These changes will affect all UK businesses making B2C sales to customers in other EU states even if they are not registered for UK VAT.
For example, a UK business selling an app to an individual in Sweden will charge VAT at Sweden’s standard rate of 25 per cent, while the same app sold to someone in Cyprus will be subject to a standard VAT rate of 19 per cent.
However, complications arise for those selling through Android/Google Play and also in-app purchases. It seems that they lack Apple’s current agreement of acting as your agent. In effect, a UK business sell to Apple SARL in Luxembourg and Apple sell on to the EU customer.
For UK businesses selling e-services on Android/Google Play, the agreement is structured in a way that the business sells directly to the EU customer. It will therefore be the businesses responsibility to account for, and collect, the correct amount of VAT based on each customer’s location and pay this over to the local tax authorities.

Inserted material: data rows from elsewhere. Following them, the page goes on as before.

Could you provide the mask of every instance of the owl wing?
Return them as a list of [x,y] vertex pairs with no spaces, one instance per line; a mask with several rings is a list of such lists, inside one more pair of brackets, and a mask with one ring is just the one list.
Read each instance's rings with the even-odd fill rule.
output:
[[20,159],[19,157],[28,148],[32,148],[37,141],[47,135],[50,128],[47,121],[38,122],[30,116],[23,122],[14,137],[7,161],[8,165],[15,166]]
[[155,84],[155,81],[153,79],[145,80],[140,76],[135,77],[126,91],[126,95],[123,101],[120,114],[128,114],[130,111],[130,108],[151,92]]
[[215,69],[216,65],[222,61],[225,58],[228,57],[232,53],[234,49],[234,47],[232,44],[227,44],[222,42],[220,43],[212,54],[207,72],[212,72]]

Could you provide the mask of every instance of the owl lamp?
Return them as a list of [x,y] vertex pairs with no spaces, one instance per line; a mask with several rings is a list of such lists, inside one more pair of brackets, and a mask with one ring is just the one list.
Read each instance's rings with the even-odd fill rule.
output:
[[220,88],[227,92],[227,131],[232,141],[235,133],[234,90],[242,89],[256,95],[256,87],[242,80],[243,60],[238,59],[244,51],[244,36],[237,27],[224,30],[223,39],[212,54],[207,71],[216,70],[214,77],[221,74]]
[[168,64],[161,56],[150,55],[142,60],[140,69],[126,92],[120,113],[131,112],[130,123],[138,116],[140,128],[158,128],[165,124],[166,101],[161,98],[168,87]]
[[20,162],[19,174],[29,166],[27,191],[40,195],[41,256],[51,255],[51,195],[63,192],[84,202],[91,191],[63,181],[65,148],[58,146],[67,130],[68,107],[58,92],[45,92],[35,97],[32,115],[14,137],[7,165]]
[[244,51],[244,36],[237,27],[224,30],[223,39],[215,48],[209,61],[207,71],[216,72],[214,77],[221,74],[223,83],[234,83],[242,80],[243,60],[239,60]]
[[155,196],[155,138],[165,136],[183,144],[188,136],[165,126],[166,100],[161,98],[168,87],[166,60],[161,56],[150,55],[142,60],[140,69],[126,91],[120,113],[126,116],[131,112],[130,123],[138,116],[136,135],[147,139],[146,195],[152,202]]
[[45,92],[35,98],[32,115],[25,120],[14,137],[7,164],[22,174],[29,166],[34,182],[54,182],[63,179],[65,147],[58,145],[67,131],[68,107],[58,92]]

With 28 countries in the EU and 30 different rates of VAT, the scope of confusion is obvious. UK businesses with significant EU sales should take this opportunity to review pricing structures.
Either way, UK businesses will need to review their checkout process to identify exactly where the customer is located. HMRC have indicated that they would expect businesses to use information such as billing address or IP address to confirm where the individual is located or where the mobile or tablet devices is registered. The next step is to apply and collect the appropriate rate of VAT.